To boil silicon hydride (SiH4), the strongest attractive forces to overcome are the van der Waals forces (or London dispersion forces) between SiH4 molecules since SiH4 is a nonpolar covalent compound. The stronger these forces, the higher the boiling point it will have.

To vaporize calcium chloride (CaCl2), the strongest attractive forces to overcome are the ionic bonds between the positively charged calcium ions (Ca2+) and negatively charged chloride ions (Cl-) in the crystal lattice, as CaCl2 is an ionic compound.
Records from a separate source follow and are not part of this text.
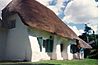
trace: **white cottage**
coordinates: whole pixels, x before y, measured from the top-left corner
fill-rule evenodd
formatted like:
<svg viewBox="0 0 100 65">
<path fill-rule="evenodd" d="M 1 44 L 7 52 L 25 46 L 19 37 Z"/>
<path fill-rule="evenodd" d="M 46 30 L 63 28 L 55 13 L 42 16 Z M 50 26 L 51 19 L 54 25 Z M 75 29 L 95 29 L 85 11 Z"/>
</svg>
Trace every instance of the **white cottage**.
<svg viewBox="0 0 100 65">
<path fill-rule="evenodd" d="M 50 9 L 35 0 L 13 0 L 2 11 L 0 60 L 73 59 L 68 45 L 91 48 Z"/>
</svg>

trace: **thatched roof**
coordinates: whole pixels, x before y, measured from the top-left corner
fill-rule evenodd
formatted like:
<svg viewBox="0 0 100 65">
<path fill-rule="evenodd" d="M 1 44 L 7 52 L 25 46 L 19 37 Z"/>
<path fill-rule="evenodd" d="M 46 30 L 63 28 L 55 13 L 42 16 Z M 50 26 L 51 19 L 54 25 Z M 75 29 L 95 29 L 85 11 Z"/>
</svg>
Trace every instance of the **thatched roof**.
<svg viewBox="0 0 100 65">
<path fill-rule="evenodd" d="M 24 24 L 69 39 L 79 37 L 53 11 L 35 0 L 13 0 L 3 10 L 3 18 L 18 13 Z"/>
</svg>

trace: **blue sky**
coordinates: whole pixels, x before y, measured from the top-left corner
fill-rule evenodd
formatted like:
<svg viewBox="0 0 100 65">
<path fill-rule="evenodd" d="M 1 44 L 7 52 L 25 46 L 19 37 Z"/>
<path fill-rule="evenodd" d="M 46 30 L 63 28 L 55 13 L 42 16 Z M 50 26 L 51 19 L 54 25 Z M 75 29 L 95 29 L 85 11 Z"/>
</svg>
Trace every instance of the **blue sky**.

The strength of the ionic bond depends on the charges and sizes of the ions involved; the higher the charge and smaller the size, the stronger the bond.

To dissolve Cl2 (chlorine) in carbon tetrachloride (CCl4), the attractive forces to overcome are London dispersion forces present between the nonpolar chlorine molecules and nonpolar CCl4 molecules. Cl2 and CCl4 have similar polarities, which makes it easier for Cl2 to dissolve in CCl4. However, these van der Waals forces between molecules must still be overcome for the dissolving process to occur.

To melt iodine (I2), the strongest attractive forces to overcome are the London dispersion forces between iodine molecules in the solid-state. Iodine is a nonpolar covalent compound with a relatively high molecular weight, which results in stronger van der Waals forces and, thus, a higher melting point compared to other Group 17 elements (except for astatine).